Perhaps you noticed that the injuries listed above involved teenagers or young people. E-cigarette makers have been accused of heavily marketing the devices to our youth, and because of that, the sale of e-cigarettes to minors was banned by the Food and Drug Administration (FDA) as of August 8, 2016.
The United States Navy has noticed the hazards of e-cigarettes as well. A number of instances have stirred Navy officials to end the practice of vaping, citing a dozen injuries since 2015 due to exploding batteries. While it hasn’t been made official yet, the proposed ban is being seriously considered.
Truckers have also been given notice. After reported incidents of injuries due to explosions and fires among drivers who vape, some of which have caused crashes, the Federal Motor Carrier Safety Administration (FMCSA) broadcast a safety advisory in August, 2016. The safety risks of using e-cigarettes while driving the big rigs are considered significant by FMCSA.

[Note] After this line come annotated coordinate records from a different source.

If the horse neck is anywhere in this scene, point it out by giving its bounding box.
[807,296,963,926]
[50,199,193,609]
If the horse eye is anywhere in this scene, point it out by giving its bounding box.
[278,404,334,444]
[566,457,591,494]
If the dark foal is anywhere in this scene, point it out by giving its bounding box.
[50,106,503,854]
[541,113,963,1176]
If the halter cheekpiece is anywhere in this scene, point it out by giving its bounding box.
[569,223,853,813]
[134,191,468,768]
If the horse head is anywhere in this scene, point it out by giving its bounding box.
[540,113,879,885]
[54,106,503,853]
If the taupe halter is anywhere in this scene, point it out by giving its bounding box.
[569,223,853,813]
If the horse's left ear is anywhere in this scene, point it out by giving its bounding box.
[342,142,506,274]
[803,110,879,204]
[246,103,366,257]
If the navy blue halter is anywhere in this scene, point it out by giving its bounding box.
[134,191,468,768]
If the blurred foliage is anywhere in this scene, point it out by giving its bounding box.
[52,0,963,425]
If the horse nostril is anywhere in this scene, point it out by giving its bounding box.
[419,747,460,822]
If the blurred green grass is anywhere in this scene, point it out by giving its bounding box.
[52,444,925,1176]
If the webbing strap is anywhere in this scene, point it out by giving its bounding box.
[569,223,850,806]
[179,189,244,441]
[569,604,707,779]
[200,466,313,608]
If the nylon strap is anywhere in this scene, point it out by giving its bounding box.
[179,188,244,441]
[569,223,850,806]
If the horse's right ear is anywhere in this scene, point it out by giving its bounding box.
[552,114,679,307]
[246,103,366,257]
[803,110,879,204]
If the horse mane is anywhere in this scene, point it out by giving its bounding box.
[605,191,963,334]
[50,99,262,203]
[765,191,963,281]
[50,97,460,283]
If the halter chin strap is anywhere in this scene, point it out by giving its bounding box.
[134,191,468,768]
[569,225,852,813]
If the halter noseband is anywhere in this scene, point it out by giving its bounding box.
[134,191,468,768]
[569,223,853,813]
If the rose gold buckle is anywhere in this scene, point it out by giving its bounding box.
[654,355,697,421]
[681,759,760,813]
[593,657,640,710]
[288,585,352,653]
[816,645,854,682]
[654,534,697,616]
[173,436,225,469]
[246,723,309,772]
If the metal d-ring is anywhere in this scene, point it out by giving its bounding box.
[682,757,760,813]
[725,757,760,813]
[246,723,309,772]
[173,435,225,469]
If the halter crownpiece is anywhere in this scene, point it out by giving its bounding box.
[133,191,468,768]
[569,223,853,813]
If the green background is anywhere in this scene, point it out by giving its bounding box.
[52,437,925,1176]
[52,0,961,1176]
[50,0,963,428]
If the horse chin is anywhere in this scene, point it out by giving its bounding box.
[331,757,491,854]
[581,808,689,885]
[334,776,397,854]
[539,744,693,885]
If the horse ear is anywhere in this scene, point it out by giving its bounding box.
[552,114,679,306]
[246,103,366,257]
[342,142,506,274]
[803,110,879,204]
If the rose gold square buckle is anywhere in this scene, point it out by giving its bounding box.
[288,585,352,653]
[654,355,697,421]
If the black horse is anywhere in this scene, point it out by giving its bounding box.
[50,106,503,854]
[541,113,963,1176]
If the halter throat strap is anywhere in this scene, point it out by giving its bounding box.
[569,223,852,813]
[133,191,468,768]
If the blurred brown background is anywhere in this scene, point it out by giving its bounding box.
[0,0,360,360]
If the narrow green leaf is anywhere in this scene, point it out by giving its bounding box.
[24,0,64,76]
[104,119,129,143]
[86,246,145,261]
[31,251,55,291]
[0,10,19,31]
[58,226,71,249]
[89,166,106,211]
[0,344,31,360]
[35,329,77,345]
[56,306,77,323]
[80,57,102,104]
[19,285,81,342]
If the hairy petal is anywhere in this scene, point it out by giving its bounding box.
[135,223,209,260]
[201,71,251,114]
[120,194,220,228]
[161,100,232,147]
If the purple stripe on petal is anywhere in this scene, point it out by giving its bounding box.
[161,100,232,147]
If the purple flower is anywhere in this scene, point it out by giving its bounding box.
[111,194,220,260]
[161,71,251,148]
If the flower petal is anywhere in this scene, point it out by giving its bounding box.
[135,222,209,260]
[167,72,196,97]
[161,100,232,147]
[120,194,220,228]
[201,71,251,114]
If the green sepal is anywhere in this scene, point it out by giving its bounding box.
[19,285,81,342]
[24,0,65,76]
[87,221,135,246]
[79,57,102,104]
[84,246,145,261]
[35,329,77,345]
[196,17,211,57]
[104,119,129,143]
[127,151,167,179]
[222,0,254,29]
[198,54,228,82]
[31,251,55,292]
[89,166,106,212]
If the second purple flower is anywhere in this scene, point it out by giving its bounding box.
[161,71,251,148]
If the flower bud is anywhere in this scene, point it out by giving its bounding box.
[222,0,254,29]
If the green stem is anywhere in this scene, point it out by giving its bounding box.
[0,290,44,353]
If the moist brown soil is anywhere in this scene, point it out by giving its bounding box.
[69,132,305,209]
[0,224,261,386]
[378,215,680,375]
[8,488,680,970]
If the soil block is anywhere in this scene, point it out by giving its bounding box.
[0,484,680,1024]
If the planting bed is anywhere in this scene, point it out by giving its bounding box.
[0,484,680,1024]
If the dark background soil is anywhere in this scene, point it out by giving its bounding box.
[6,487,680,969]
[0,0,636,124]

When it comes to vaping and e-cigarettes, a lot of products are sold by small businesses that may not have any insurance coverage. However, under product liability laws, you can frequently bring a case against manufacturers for damages because of product design and related factors. Because batteries are often made outside the U.S., you may be able to hold those who distribute the batteries in the U.S. responsible as well.
Considering the international scope of e-cigarettes and the complex questions involved, if you have suffered an injury, it might be best to obtain legal guidance.